Search code examples
rrstudioenvironment

Environments in RStudio when sourcing


I have found that the usual way of finding the WD of a script sourced in RStudio is "dirname(parent.frame(2)$ofile)". I tried to research the meaning of this, read lots of explanations on environments, but I am still no closer to understanding this command. I ran this script:

print(environment())
print(parent.frame(1))
print(parent.frame(2))
print(parent.frame(3))
print(parent.frame(4))

f <- function() {
  print('Do:')
  print(environment())
  print(parent.frame(1))
  print(parent.frame(2))
  print(parent.frame(3))
  print(parent.frame(4))
}

f()

print("Parent 1:")
print(ls(parent.frame(1)))
print("Parent 2:")
print(ls(parent.frame(2)))

print(identical(environment(),parent.frame(1)))
print(identical(environment(),parent.frame(2)))
print(identical(environment(),parent.frame(3)))
print(identical(environment(),parent.frame(4)))

I got the output:

<environment: R_GlobalEnv>
<environment: 0x111987ab0>
<environment: 0x107fef700>
<environment: R_GlobalEnv>
<environment: R_GlobalEnv>
[1] "Do:"
<environment: 0x1119957d8>
<environment: R_GlobalEnv>
<environment: 0x111995998>
<environment: 0x107fef700>
<environment: R_GlobalEnv>
[1] "Parent 1:"
[1] "enclos" "envir"  "expr"  
[1] "Parent 2:"
 [1] "chdir"              "continue.echo"      "curr.fun"           "deparseCtrl"       
 [5] "echo"               "ei"                 "enc"                "encoding"          
 [9] "envir"              "exprs"              "file"               "filename"          
[13] "from_file"          "have_encoding"      "i"                  "i.symbol"          
[17] "keep.source"        "lastshown"          "lines"              "loc"               
[21] "local"              "max.deparse.length" "Ne"                 "ofile"             
[25] "print.eval"         "prompt.echo"        "skip.echo"          "spaced"            
[29] "srcfile"            "srcrefs"            "tail"               "use_file"          
[33] "verbose"            "width.cutoff"       "yy"                
[1] FALSE
[1] FALSE
[1] TRUE
[1] TRUE

I am not sure I understand the output.

1) What exactly are parents 1 and 2 of the Global Environment? Where can I read more on their attributes, including the used $ofile?

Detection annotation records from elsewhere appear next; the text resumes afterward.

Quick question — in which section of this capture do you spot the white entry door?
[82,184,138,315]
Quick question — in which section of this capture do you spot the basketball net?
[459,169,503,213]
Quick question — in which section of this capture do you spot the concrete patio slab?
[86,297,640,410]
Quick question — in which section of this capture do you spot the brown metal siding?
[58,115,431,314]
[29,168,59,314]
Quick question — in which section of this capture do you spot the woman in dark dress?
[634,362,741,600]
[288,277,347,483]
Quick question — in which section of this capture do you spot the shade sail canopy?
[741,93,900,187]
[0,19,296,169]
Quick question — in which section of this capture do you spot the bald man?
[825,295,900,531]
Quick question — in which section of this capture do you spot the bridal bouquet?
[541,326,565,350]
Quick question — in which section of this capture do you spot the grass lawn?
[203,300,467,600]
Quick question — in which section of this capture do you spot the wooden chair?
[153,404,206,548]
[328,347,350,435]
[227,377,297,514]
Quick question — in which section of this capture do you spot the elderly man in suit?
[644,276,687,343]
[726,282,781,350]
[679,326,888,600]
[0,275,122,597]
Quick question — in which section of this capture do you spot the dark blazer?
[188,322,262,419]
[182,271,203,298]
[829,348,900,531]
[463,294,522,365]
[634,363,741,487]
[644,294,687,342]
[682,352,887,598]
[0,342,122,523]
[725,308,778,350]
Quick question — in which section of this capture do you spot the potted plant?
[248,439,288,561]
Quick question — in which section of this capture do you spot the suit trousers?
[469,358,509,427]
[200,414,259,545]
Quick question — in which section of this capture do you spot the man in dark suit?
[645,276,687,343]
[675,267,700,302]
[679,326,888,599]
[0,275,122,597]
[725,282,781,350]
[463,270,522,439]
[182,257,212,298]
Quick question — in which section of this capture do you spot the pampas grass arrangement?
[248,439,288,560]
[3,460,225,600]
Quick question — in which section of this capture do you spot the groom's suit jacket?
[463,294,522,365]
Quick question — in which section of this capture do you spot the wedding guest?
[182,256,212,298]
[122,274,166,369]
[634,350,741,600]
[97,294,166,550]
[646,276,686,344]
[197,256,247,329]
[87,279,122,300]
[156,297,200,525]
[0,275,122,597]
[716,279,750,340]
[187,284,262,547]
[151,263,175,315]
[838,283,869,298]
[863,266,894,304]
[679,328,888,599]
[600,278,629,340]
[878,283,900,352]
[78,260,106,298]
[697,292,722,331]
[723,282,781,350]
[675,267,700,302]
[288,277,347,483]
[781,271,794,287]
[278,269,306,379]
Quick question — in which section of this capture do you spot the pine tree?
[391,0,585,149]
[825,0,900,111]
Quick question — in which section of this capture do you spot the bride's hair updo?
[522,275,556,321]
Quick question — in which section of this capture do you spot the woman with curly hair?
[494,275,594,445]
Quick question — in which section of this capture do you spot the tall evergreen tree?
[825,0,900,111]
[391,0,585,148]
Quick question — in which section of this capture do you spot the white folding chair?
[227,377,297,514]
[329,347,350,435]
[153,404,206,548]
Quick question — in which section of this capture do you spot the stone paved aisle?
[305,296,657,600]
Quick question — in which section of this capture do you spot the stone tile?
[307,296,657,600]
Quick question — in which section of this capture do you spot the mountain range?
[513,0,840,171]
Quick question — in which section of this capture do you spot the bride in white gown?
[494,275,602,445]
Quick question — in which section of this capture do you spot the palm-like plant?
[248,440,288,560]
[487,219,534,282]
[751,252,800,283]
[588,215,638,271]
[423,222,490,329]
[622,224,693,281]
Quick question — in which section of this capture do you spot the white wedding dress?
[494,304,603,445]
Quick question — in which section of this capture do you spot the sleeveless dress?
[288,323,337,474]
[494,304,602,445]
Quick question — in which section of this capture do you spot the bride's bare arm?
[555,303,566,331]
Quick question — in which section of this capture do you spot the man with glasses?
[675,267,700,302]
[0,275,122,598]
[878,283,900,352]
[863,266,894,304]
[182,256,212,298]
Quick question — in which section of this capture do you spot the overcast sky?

2) Why is parent.frame(1) in not equivalent to parent.frame(2) from within the function? Aren't they identical - the parent of Global Env?

3) Why does parent.frame start returning global environment when numbers get sufficiently big? Is this just how the function is written or is there some logic to this hierarchy?


Solution

  • When you go up the parent.frame, you can see the environments of the functions that are calling your function. The source() function has a lot of code that makes it work. It doesn't just dump the commands into your console. Basically it's running something like

    source <- function(...) {
       ...
       eval(ei, envir)
       ...
    }
    

    where ei is one of the expressions in your file. Then eval looks like this

    eval <- function (expr, envir , enclos = ) {
        .Internal(eval(expr, envir, enclos))
    }
    

    So when you call the first parent.frame() from a function that you call in a file that's sourced, it's going to see the eval() call first. If you look at formals(eval) you can see that it has those three variables that are in your first parent. The second parent lists all the variables that are created in the source() function itself, Including the ei variable we just saw. So heres where those values are

    # parent.frame(4)
    # parent.frame(3)
    source <- function(...) {
       # parent.frame(2)
       eval(ei, envir)
    }
    eval <- function (expr, envir , enclos = ) {
         # parent.frame(1)
        .Internal(eval(expr, envir, enclos))
                      # ^^ your code
    }
    

    But variable resolution in R doesn't look in environments where functions are called from. Rather it uses lexical scoping so it looks where a function is defined (not called). If you want to get that environment, you can call parent.env(environment()) from inside the function instead. With a simple function, you should get the global environment. So really this means that parent.frame is just an unfortunate name because that's not "really" what it is.